Eles sabem que o bloqueio traz dificuldades, mas não ignoram que o regime o usa como álibi para esconder suas inaptidões e a futilidade do sistema. O caso não é idêntico, mas Taiwan é também uma ilha à qual a China, seu vizinho gigantesco, aplicou bloqueios de todos os tipos, inclusive privando-a do reconhecimento internacional como Estado independente, e nessas circunstâncias tornou-se uma potência econômica.

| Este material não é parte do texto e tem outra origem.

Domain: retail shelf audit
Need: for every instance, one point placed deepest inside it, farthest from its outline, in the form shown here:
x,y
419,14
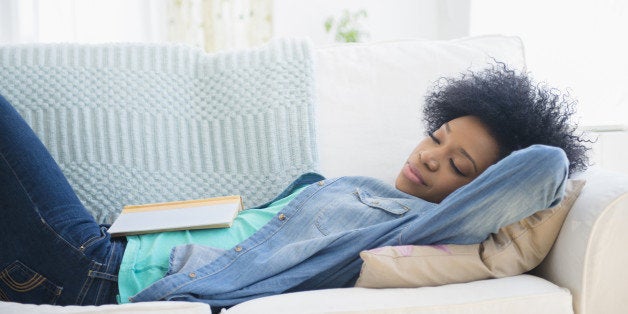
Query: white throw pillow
x,y
370,96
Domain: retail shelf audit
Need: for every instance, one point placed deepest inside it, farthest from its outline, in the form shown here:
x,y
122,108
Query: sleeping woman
x,y
498,148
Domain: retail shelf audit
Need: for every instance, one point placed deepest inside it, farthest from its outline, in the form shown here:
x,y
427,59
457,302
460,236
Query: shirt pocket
x,y
18,283
358,210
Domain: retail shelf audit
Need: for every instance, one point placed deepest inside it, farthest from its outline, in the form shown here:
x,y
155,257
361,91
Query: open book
x,y
217,212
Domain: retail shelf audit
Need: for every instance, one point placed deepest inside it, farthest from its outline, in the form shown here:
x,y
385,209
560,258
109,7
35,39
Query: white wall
x,y
387,19
577,45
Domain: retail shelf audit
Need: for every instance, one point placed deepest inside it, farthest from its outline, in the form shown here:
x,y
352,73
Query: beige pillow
x,y
515,249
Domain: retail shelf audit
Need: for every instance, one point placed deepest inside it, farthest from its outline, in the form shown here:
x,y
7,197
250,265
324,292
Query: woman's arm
x,y
524,182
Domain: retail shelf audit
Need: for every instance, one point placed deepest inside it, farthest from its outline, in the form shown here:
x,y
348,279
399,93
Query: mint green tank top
x,y
146,257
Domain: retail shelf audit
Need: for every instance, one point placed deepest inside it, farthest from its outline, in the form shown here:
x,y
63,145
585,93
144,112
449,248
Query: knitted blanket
x,y
134,124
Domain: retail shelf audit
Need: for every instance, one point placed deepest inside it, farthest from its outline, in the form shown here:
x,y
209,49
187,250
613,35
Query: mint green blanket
x,y
134,124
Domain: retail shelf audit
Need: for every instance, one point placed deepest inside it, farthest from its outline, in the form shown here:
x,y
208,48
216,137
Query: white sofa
x,y
368,100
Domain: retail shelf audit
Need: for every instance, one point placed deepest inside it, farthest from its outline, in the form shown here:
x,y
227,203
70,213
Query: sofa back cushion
x,y
370,96
134,124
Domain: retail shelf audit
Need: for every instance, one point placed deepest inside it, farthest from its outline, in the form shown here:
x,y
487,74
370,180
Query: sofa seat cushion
x,y
519,294
132,308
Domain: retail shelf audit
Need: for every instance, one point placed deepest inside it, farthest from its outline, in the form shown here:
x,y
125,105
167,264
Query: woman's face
x,y
452,156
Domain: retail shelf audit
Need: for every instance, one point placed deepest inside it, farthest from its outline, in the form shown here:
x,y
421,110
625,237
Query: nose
x,y
430,159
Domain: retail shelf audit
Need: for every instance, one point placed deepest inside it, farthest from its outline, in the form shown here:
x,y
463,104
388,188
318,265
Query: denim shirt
x,y
314,242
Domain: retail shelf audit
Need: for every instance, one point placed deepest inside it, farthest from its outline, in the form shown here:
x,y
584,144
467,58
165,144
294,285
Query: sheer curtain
x,y
209,24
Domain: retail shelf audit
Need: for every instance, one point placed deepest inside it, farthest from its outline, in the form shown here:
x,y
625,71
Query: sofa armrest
x,y
589,256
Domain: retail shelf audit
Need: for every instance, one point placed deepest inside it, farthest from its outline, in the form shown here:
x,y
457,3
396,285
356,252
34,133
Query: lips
x,y
413,174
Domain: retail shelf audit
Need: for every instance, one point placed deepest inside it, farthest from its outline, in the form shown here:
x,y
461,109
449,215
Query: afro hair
x,y
518,112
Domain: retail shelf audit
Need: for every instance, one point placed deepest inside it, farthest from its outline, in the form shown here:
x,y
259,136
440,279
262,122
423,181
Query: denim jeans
x,y
51,249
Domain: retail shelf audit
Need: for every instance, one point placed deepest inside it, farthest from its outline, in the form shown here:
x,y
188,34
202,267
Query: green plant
x,y
348,27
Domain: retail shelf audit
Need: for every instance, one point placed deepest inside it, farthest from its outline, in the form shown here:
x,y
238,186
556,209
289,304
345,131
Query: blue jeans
x,y
51,249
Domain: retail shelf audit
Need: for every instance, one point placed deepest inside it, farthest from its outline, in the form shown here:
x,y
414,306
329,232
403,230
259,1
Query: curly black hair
x,y
517,111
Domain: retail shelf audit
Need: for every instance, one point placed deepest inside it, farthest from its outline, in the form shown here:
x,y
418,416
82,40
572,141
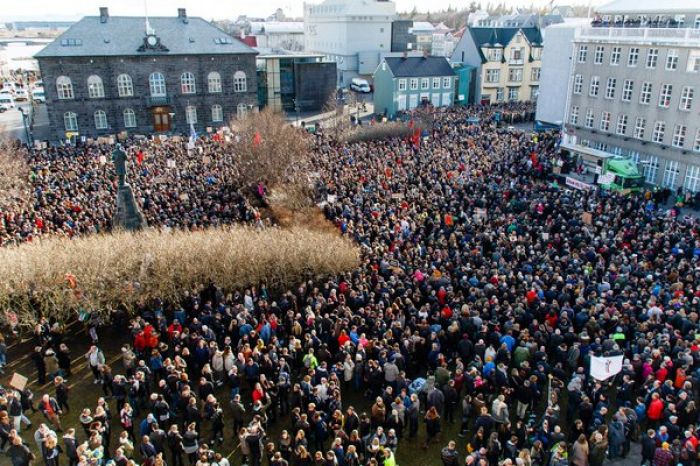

É lógico e justo denunciar a política inútil e danosa dos EUA contra o regime. Mas não é lógico nem justo espalhar o álibi da casta burocrática dominante culpando os Estados Unidos por todos os males.

Cuba desmascara hipocrisias e cumplicidades. Alberto Fernández evitou questionar a repressão, mas questionou o bloqueio, alguns meses depois de publicar sua preocupação sobre a repressão na Colômbia. Por sua vez, Jair Bolsonaro critica a repressão a quem pede liberdade, mas defendeu publicamente como legislador e como presidente o golpe de Castelo Branco contra Goulart e a ditadura que instituiu, chegando à aberração de pedir desculpas ao coronel Ustra, o maior torturador desse regime.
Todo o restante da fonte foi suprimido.